Maybe what we should say is this. Since A is at least as good as C, and B is non-negative, I have at least as good reason to go for the two goods as to go for the one. This uses the plausible assumption that if one adds a good to a good, one gets something at least as good. (It would be plausible to say that one gets something better, but infinitary cases provide a counterexample.) But there is no parallel argument that it is at least as good to go for the one good as to go for the two. Hence, it is false that I have at least as good reason to go for the one as to go for the two. Thus, I have better reason to go for the two.

This line of thought might actually solve the puzzles in these two posts: headaches and future sufferings. And it's very simple and obvious. But I missed it. Or am I missing something now?

Friday, February 9, 2018

Counting infinitely many headaches

If the worries in this post work, then the argument in this one needs improvement.

Suppose there are two groups of people, the As and the Bs, all of whom have headaches. You can relieve the headaches of the As or of the Bs, but not both. You don’t know how many As or Bs there are, or even whether the numbers are finite or finite. But you do know there are more As than Bs.

Obviously:

  1. You should relieve the As’ headaches rather than the Bs’, because there are more As than Bs.

But what does it mean to say that there are more As than Bs?

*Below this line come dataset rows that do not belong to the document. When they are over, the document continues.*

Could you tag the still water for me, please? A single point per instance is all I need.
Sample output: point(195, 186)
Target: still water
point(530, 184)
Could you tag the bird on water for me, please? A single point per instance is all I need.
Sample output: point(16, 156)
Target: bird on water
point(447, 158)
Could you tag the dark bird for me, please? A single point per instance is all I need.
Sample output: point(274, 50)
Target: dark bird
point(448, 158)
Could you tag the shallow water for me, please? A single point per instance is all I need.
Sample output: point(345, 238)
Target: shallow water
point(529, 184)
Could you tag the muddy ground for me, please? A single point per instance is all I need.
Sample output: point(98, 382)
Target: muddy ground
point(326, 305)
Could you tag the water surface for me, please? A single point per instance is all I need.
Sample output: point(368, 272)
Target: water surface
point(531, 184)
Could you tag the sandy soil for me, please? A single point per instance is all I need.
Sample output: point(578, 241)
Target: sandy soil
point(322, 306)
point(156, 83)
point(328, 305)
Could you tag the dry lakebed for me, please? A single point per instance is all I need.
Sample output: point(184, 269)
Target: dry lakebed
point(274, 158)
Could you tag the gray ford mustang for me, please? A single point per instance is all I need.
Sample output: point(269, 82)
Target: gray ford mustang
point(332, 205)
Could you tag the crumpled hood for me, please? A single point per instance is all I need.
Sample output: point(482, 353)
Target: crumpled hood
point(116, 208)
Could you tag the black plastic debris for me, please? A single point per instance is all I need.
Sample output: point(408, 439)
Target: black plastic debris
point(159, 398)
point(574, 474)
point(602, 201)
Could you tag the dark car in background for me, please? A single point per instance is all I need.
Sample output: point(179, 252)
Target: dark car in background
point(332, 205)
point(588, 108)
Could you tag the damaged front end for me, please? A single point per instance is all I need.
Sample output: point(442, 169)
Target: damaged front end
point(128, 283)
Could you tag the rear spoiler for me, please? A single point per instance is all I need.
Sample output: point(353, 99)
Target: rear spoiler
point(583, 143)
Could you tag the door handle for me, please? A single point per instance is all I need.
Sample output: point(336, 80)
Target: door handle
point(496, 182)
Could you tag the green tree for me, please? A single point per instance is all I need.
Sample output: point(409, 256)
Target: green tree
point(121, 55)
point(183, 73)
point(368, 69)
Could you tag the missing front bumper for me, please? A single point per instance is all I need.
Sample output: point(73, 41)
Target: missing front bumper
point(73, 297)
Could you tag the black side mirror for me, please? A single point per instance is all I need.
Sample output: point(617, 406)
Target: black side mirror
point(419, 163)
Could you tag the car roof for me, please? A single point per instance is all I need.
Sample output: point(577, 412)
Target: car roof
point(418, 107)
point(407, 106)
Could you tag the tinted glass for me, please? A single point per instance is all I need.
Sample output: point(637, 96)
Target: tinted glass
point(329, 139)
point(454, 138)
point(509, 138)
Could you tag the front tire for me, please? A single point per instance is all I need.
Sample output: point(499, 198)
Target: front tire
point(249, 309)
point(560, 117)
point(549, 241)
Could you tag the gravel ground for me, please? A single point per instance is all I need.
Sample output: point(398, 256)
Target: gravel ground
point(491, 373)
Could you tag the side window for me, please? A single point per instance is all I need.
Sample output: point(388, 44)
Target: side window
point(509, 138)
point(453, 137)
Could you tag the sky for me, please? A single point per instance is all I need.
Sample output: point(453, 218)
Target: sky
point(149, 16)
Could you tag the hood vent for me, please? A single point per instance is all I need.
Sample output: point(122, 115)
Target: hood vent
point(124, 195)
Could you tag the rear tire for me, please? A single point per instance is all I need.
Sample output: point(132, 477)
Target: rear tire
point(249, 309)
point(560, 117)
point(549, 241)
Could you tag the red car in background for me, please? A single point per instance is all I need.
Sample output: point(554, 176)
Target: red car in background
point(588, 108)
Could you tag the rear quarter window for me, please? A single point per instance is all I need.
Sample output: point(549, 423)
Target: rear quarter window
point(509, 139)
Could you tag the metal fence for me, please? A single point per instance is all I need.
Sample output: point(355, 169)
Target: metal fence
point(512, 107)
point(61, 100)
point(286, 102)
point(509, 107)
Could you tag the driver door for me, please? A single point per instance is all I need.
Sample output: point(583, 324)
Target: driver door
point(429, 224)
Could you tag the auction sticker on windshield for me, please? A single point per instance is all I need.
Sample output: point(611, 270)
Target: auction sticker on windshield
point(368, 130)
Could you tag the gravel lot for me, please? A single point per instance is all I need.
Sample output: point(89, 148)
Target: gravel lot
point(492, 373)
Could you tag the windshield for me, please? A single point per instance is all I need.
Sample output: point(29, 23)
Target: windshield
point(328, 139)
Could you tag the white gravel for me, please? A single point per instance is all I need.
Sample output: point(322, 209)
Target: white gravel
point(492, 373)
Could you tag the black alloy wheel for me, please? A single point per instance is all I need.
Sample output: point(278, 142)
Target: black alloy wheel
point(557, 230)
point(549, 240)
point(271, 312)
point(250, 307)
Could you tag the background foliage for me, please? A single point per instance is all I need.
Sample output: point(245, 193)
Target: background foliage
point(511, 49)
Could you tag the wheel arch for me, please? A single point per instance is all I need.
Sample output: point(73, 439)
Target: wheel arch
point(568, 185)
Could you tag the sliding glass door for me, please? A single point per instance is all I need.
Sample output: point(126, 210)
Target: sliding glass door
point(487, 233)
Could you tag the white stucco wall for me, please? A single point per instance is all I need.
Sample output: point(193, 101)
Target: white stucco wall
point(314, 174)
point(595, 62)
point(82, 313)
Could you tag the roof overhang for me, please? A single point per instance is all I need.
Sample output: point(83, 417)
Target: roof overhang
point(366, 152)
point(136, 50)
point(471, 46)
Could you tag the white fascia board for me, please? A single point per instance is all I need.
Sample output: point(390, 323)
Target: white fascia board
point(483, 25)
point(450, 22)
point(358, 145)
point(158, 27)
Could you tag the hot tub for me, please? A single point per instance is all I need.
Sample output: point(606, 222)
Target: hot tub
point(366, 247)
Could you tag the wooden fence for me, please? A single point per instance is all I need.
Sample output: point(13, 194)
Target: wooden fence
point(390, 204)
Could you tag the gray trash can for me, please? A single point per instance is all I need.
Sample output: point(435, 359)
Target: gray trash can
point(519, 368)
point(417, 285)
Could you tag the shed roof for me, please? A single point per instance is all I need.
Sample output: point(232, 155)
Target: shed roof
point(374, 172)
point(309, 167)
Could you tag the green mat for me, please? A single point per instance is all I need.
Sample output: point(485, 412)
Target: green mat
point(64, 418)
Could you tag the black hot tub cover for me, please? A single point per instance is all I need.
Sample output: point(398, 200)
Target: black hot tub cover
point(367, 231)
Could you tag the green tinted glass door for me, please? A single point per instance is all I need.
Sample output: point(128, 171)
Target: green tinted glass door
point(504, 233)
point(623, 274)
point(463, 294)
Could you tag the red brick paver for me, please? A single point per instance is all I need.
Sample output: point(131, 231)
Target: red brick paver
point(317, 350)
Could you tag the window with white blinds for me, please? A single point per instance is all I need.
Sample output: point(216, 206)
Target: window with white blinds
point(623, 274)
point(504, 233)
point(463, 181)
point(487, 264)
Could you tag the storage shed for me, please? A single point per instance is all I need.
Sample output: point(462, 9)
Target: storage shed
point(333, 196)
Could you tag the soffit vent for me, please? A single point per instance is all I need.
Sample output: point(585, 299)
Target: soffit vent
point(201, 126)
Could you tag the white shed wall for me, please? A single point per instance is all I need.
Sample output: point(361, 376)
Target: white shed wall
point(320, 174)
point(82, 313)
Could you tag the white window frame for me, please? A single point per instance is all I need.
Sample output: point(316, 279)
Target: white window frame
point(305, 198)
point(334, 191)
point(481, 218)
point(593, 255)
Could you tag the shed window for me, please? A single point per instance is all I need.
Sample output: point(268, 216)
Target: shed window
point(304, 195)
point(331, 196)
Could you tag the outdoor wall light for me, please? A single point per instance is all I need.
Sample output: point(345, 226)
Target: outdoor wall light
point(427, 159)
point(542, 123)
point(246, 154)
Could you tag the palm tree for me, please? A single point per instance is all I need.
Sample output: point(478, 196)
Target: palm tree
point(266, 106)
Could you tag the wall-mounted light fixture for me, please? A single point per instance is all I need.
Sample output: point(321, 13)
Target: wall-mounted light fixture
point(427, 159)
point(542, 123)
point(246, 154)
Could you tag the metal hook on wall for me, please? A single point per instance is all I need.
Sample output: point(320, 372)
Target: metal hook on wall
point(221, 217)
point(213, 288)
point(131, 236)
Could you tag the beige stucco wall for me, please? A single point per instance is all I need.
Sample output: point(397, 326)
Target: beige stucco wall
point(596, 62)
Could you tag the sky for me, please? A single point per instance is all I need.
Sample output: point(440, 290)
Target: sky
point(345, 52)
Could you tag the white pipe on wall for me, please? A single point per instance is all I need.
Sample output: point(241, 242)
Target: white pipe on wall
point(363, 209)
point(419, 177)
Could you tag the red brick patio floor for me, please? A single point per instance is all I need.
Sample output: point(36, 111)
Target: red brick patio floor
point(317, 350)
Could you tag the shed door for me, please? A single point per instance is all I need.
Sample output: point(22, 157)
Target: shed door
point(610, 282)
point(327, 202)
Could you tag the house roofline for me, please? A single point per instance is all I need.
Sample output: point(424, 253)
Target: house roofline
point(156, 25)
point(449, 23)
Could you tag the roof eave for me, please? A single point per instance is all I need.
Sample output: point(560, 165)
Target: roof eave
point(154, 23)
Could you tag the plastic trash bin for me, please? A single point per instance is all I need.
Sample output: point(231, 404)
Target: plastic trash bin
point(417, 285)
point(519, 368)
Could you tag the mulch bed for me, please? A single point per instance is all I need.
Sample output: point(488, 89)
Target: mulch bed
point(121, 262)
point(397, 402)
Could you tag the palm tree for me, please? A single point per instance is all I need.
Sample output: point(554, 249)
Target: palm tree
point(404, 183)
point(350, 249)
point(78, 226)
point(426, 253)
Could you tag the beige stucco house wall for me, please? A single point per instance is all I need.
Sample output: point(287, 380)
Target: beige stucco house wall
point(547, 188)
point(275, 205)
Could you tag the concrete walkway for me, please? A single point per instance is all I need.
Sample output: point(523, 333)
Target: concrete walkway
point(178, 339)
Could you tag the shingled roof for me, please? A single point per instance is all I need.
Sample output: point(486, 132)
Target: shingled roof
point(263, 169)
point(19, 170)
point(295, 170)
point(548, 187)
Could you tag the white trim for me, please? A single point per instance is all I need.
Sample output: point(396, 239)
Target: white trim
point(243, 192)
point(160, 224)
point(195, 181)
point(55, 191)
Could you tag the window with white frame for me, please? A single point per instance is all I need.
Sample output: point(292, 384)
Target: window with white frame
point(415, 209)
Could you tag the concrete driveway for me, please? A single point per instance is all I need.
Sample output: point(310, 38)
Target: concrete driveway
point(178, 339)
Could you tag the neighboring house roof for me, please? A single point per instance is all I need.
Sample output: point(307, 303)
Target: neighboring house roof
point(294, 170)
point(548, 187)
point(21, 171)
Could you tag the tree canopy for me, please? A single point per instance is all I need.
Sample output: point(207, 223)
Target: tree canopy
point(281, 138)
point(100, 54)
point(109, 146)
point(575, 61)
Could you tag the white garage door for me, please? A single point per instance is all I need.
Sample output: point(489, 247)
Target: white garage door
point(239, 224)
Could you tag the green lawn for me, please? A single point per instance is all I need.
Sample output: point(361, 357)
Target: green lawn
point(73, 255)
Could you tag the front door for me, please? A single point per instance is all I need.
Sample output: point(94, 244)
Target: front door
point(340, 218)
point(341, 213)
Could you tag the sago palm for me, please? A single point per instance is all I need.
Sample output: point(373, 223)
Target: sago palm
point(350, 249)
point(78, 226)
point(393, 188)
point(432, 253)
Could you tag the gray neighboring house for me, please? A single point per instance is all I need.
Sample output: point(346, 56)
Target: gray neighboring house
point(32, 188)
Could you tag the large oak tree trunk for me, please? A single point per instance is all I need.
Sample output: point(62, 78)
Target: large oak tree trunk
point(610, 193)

Our best analysis (simplifying and assuming the Axiom of Choice) is something like this:

  1. There is no one-to-one function from the As to the Bs.

So, it seems:

  1. You should relieve the As’ headache rather than the Bs’, because there is no one-to-one function from the As to the Bs.

For you should be able to replace an explanation by its analysis.

But that’s strange. Why should the non-existence of a one-to-one function from one set or plurality to another set or plurality explain the existence of a moral duty to make a particular preferential judgment between them?

If the number of As and Bs is finite, I think we can do better. We can then express the claim that there are more As than Bs by an infinite disjunction of claims of the form:

  1. There exist n As and there do not exist n Bs,

which claims can be written as simple existentially quantified claims, without any mention of functions, sets or pluralities.

Any such claim as (4) does seem to have some intuitive moral force, and so maybe their disjunction does.

But in the infinite case, we can’t find a disjunction of existentially quantified claims that analysis the claim that there are more As than Bs.

Maybe what we should say is that “there are more As than Bs” is primitive, and the claim about there not being a one-to-one function is just a useful mathematical equivalence to it, rather than an analysis?

The thoughts here are also related to this post.